В голове зашумело, пот заливал глаза, руки начали дрожать, но профессор упрямо шептал заклинания и нежно, едва касаясь кожи, водил сведенными судорогой пальцами по животу пациента. Еще чуть-чуть… еще… Со стороны могло показаться, что он просто осматривает раненого, стараясь нащупать повреждения, и только Маша, почувствовавшая, но ничего не понимающая Маша, смотрела на Реваза, широко раскрыв глаза. Да притормозивший у места аварии маг, уловивший колоссальное напряжение магического поля, уважительно присвистнул, глядя на работу Кабаридзе.
Реваз Ираклиевич закончил за минуту до появления «Скорой». Но так и остался сидеть рядом с раненым, пытаясь прийти в себя и легонько встряхивая онемевшие руки. И только когда к месту аварии подбежал высокий врач, профессор неуверенно поднялся на ноги.
– Что вы делали?
– Я врач, – Реваз Ираклиевич пошатнулся, но вытащил свою карточку. – Кабаридзе.
– Профессор Кабаридзе? – Доктор удивленно посмотрел на Реваза Ираклиевича. – Я слушал ваши лекции.
– Надеюсь, вам понравилось, – слабо улыбнулся Кабаридзе, прислоняясь к изувеченному боку «Волги». – Водитель погиб на месте, у пассажира переломы, сотрясение и… Он в шоке.
– С вами все в порядке?
– Со мной? Да, конечно, я просто немного приболел. – Профессор выдавил смешок. – У пассажира было сильное внутреннее кровотечение, но, кажется, оно прекратилось. У него замечательная свертываемость.
– Хорошо, – врач нагнулся над пострадавшим.
– У вас есть сигарета?
– Пожалуйста.
Реваз Ираклиевич медленно подошел к своей машине и, присев на капот, глубоко затянулся. Он был опустошен, вывернут наизнанку, но самое главное – этот человек будет жить. В этом смысл.

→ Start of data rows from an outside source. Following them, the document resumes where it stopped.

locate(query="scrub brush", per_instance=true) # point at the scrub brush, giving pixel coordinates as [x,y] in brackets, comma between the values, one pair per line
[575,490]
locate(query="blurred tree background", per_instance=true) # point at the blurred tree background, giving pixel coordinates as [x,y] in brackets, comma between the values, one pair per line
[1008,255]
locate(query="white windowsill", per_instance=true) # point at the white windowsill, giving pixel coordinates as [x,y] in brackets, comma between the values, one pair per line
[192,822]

Маша положила руку на плечо Кабаридзе, заглянула в глаза, несмело, почти робко улыбнулась:
– Что ты с ним делал?
– Ты чувствовала?
– Да. Какое-то движение, нет… Какое-то тепло… Или…

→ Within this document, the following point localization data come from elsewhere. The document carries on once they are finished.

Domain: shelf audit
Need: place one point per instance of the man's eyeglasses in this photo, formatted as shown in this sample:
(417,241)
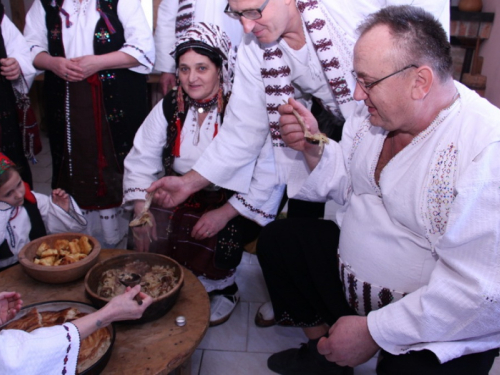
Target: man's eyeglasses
(366,87)
(251,14)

Больше всего на свете ему хотелось прижать к себе эту хрупкую девушку. Прижать, почувствовать ее нежность, ее заботу, ее силу. Больше всего на свете ему хотелось зарыться лицом в ее волосы. Он бросил сигарету и крепко обнял Машу.
– Я его лечил, Машенька, я его лечил.
– Как?
– Я расскажу. Отвези меня, пожалуйста, домой. Я все расскажу.
* * *
Цитадель, штаб-квартира Великого Дома Навь
Москва, Ленинградский проспект,
7 сентября, суббота, 20.31
– Значит, запрещенный артефакт? Любопытно. – Сантьяга прошелся по толстому ковру, украшавшему пол его кабинета, на мгновение задержался перед изысканной картиной, затем посмотрел на эрлийца: – Как вам вино, брат Ляпсус?
– Замечательно! – Врач блаженно вдохнул аромат старинного напитка. – Выше всяких похвал.
– Триста лет назад в Бургундии делали потрясающее вино, – улыбнулся комиссар. – А с годами оно становится лучше и лучше.